We used performed Haseman-Elston regression [13] on the transformed SBP levels. As implemented in SIBPAL, the Haseman-Elston method regresses a weighted combination of the squared trait difference and squared mean-corrected trait sum on the estimated proportion of alleles shared IBD to account for the non-independence of the sums and differences, as well as the non-independence of sibling-pairs (option W4). Our final sample comprised 3985 full and half-sibling pairs.

Multivariate linkage

To conduct multivariate linkage, we used the new S.A.G.E. program RELPAL, which implements a test similar to the multivariate Haseman-Elston [14]. This model is built on the two-level Haseman-Elston [15], which incorporates individual-level covariates at the first level, and performs linkage analysis of multiple traits at the second level. A one-sided score test was used which is asymptotically equivalent to the likelihood-ratio test [16]. Because this method uses a robust sandwich-type estimator, it should maintain correct type I error asymptotically even when the data do not follow a multivariate normal distribution. Significance levels were determined using a novel algorithm described elsewhere [17]. This method has an advantage over other multivariate methods because it retains the power associated with variance-components models while still being robust to normality assumptions. Our final sample comprised 3940 full and half-sibling pairs. The reduction from the 3985 in our univariate analysis was due to the requirement of complete data for all three traits of interest.

Results

Correlations

Cross-trait correlations, both within individual and sibling pair, are shown in Table 1. All within-individual cross-trait correlations were significant at p < 0.0001 (Table 1), demonstrating two things: first, that TG, HDL, and LDL are indeed adequate surrogates for SBP, and second, that the shared variance between these two traits implies possible pleiotropic effects. Unlike the within-individual correlations, the sibling correlations for SBP with HDL and LDL were not significant.
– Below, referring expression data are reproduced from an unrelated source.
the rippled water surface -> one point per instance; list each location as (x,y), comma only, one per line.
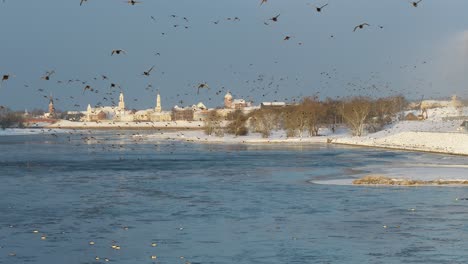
(217,204)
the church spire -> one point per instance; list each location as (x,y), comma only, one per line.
(158,104)
(121,102)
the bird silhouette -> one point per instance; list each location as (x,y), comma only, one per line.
(360,26)
(133,2)
(275,18)
(201,86)
(5,77)
(47,75)
(319,9)
(147,73)
(118,51)
(415,4)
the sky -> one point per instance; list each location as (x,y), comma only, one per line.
(414,51)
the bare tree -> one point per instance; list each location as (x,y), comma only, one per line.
(237,126)
(212,123)
(263,121)
(355,112)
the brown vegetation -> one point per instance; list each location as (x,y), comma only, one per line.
(212,124)
(382,180)
(9,118)
(237,125)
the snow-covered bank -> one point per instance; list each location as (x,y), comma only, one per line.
(436,134)
(253,138)
(181,125)
(438,142)
(30,131)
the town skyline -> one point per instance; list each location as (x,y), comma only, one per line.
(248,55)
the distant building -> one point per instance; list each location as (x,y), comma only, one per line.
(272,104)
(231,103)
(51,113)
(121,114)
(182,113)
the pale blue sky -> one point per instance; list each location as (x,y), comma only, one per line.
(76,42)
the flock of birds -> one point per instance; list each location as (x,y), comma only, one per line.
(200,85)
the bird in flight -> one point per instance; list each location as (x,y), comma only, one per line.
(47,75)
(133,2)
(319,9)
(5,77)
(201,86)
(360,26)
(87,87)
(415,4)
(118,51)
(275,18)
(146,73)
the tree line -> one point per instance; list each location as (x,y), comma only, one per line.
(305,118)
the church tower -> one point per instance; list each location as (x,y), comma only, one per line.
(228,100)
(158,104)
(121,102)
(51,107)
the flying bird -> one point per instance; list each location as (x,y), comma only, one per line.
(319,9)
(275,18)
(360,26)
(118,51)
(201,86)
(5,77)
(87,87)
(415,4)
(47,75)
(133,2)
(146,73)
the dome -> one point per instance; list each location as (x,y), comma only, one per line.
(228,96)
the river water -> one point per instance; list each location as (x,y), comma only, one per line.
(218,203)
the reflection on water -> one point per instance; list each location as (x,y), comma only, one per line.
(216,204)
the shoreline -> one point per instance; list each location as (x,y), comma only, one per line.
(398,148)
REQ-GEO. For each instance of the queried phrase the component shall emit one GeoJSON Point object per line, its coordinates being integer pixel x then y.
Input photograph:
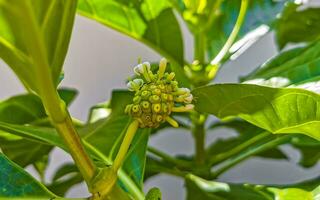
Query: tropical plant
{"type": "Point", "coordinates": [276, 104]}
However, TG, HDL, and LDL in one sibling were all significantly correlated with TG, HDL, and LDL in the other sib at p < 0.01. The latter result supports the usefulness of joint analysis of these traits (i.e., identification of common genetic determinants), while the former gives credence to the multivariate analysis because the subphenotypes appear to co-vary within a family more than does the univariate trait SBP.

Linkage analysis

Of the four chromosomal regions analyzed, we found a few regions of note linked to SBP using the univariate analysis at the α = 0.01 level. These regions were on chromosome 1 between 159 and 172 cM, at 186 cM, and between 195 and 198 cM (Figure 1). These results are within 6 to 32 cM of the AGT gene (204 cM) and therefore could be representative of this effect [18], but are certainly not precise enough to rule out the effect of other genes in these regions.
https://static-content.springer.com/image/art%3A10.1186%2F1753-6561-3-S7-S99/MediaObjects/12919_2009_Article_2845_Fig1_HTML.jpg
Figure 1

Univariate and multivariate linkage analysis results for chromosomes 1 (A), 3 (B), 12 (C), and 20 (D). -Log10(p-value) is plotted against marker location in centimorgans. Univariate results are plotted in red, multivariate results are plotted in blue. Locations of relevant candidate genes also indicated.

Using the multivariate model, we detected two regions significant at α = 0.01. On chromosome 1 (Figure 1A) we detected a region between 198 and 209 cM and also at the first SNP. The AGT gene is contained within this first interval (204 cM) and TNFR2 is located at 13 cM, very near to the first SNP analyzed. On chromosome 12 (Figure 1C), we observed linkage between 18 and 35 cM; again, within 9 cM of the previously associated GNB gene. At the α = 0.05 level, we observed linkage on chromosome 3 (Figure 1B) between 158 and 171 cM, 8 cM from AGTR1.

Discussion

In this study, our objective was to compare univariate and multivariate linkage results of four chromosomal regions known to contain mendelian genes linked to HTN. Linkage analysis remains a relevant approach for the analysis of rare and/or mendelian genetic effects [19, 20], as well as for providing a priori weights for association analysis [21], so we examined a newly implemented and truly multivariate linkage analysis model. We recognize that the most compelling demonstration of new methodology is via simulated data. However, the effect sizes represented in the real data were much more suited to linkage analysis. And, because there were established effects to which we could compare our results, this data represented a reasonable alternative. Indeed, we used a univariate and multivariate linkage approach to analyze SBP or traits related to HTN (and highly correlated with SBP) - TG, LDL, and HDL, respectively. We examined the same regions known to contain genes predisposing to risk of HTN. Our multivariate linkage analysis identified more nominally significant regions, and these results covered the chromosomal regions where the AGT, TNFR2, AGTR, and GNB3 genes reside. Though the univariate results were near the AGT gene, the multivariate results identified this genomic region more precisely. There were also univariate linkage findings in the vicinity of GNB3 and PTGIS, but not nearly as significant as the multivariate findings (Figures 1, C and 1D). These results demonstrate the usefulness of multivariate linkage analysis in mapping complex traits such as HTN, particularly those for which there are highly correlated subphenotypes with large within-family covariance.

Conclusion

In summary, we observed linkage to chromosomal regions containing candidate genes for HTN. Our multivariate analysis identified more such regions than our univariate analysis. These findings support the use of multivariate linkage analysis when analyzing a number of correlated phenotypes that together predispose to a complex trait like HTN.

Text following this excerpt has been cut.